I just wanted to create a test cluster before re-trying the migration to Rancher 1.2. The test cluster consists of the following:
- a load balancer which balances to a single rancher master (that’s how we route our services, it’s not an HA deployment)
- a Rancher master v1.2.1 with external database
- 3 Rancher nodes running Ubuntu 16.04 LTS
- everything on AWS, no network restrictions applied
Unfortunately the health checks (all except one) dont come up, as well as the scheduler (see images below).
The database was fresh, the hosts as well, nothing on them except ubuntu and Docker 1.11.2 from the docker repos. Docker itself is running fine (otherwise rancher wouldn’t come up, or any container), just rancher is not cooperating.
“everything on AWS” and “no network restrictions applied” do not normally go together, do you specifically have allow any from any to any in a group applied to the hosts? The hosts need to be able to reach each other using their registered public IPs (as shown in the hosts screen) on the IPSec ports (udp 500 and 4500).

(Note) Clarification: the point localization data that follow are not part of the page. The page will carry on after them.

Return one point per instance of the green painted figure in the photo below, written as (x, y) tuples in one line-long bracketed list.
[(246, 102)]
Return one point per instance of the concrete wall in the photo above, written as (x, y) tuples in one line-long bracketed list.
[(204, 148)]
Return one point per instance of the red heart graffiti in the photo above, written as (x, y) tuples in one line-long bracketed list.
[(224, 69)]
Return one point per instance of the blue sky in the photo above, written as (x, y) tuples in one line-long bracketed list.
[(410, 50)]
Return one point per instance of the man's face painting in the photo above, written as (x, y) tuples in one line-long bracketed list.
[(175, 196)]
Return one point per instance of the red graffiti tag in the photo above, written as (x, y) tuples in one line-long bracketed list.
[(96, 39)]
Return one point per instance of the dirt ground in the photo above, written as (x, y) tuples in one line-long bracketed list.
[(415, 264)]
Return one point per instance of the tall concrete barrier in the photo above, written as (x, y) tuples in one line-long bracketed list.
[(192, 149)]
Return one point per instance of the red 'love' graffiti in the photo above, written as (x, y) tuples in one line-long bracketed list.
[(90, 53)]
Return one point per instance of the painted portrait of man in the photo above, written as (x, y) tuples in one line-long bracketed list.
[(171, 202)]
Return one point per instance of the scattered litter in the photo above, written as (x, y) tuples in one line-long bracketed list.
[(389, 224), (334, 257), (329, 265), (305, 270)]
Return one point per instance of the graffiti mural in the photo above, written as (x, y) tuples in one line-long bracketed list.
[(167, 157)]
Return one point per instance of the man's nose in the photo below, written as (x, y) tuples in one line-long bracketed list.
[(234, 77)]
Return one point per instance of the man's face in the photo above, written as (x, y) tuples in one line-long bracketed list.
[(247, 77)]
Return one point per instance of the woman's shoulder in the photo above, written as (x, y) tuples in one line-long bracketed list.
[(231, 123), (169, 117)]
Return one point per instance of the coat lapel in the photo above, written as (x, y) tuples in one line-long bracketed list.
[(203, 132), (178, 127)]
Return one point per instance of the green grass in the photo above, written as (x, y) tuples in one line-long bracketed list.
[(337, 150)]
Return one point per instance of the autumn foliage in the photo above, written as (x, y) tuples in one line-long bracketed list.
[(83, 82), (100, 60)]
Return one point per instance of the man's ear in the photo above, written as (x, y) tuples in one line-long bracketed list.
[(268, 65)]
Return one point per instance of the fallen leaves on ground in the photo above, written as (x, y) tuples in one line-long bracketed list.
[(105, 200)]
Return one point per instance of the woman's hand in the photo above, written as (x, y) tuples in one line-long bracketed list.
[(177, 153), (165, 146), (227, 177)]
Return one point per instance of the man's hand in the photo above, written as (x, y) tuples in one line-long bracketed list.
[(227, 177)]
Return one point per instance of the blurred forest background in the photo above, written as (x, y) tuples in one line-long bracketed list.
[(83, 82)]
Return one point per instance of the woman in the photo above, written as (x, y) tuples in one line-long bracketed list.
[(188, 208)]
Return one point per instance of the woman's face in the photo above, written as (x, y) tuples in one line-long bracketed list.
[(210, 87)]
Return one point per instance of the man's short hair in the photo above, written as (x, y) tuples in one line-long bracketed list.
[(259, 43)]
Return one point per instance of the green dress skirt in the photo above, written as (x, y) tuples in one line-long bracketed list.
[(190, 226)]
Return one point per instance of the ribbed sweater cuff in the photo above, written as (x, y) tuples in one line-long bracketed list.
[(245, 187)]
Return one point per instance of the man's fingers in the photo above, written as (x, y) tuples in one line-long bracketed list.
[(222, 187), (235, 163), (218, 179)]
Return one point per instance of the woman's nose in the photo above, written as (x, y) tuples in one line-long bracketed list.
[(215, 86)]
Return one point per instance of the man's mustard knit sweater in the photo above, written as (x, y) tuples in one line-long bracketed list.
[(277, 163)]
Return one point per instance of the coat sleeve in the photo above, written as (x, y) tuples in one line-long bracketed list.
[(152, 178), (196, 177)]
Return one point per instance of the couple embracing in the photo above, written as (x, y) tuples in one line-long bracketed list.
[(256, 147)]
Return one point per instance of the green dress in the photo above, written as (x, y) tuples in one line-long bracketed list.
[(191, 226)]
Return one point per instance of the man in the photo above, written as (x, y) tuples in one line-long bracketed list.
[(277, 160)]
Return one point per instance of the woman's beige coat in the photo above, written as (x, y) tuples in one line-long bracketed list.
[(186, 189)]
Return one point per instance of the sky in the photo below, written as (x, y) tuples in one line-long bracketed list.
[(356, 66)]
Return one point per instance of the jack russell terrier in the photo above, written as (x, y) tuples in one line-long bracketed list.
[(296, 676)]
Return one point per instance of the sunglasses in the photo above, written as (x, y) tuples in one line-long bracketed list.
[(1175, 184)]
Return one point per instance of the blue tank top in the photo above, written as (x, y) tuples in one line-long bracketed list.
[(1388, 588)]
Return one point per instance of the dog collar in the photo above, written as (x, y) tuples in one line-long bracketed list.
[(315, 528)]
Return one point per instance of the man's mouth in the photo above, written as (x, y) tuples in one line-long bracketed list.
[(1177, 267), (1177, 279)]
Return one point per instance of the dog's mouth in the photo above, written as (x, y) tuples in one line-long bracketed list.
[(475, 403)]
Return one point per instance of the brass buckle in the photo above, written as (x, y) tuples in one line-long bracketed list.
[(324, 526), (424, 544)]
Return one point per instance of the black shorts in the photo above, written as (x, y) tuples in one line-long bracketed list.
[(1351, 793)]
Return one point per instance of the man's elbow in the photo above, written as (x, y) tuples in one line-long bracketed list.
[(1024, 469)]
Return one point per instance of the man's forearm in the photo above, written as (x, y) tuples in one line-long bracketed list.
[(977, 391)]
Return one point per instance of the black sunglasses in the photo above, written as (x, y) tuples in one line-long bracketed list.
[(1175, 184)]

What you’re showing is typical of when this is not working… The 1st healthcheck container was created at a time when only host A was active, so the only thing that can check it is itself, which doesn’t require cross-host communication. Then another host or two come in and now healthchecks are spread on to up to 3 hosts other than the one running the container, so the one on A is trying to check the one on B, but can’t, so it stays initializing.
@flypenguin We just debugged one setup this morning where the IP addresses of all the hosts were showing the same. Can you please check if that’s not the case on your setup?
@vincent - nah, that’s not it, cause I know my security groups . pretty much 100% sure the hosts can communicate freely.
@leodotcloud - YES, that’s actually it! the host IP that’s showing up (10.10.10.10) is not even used on any of the involved hosts. that was an issue a LONG time ago, is that still not solved?! that host is the load balancer in front of the rancher master server, though.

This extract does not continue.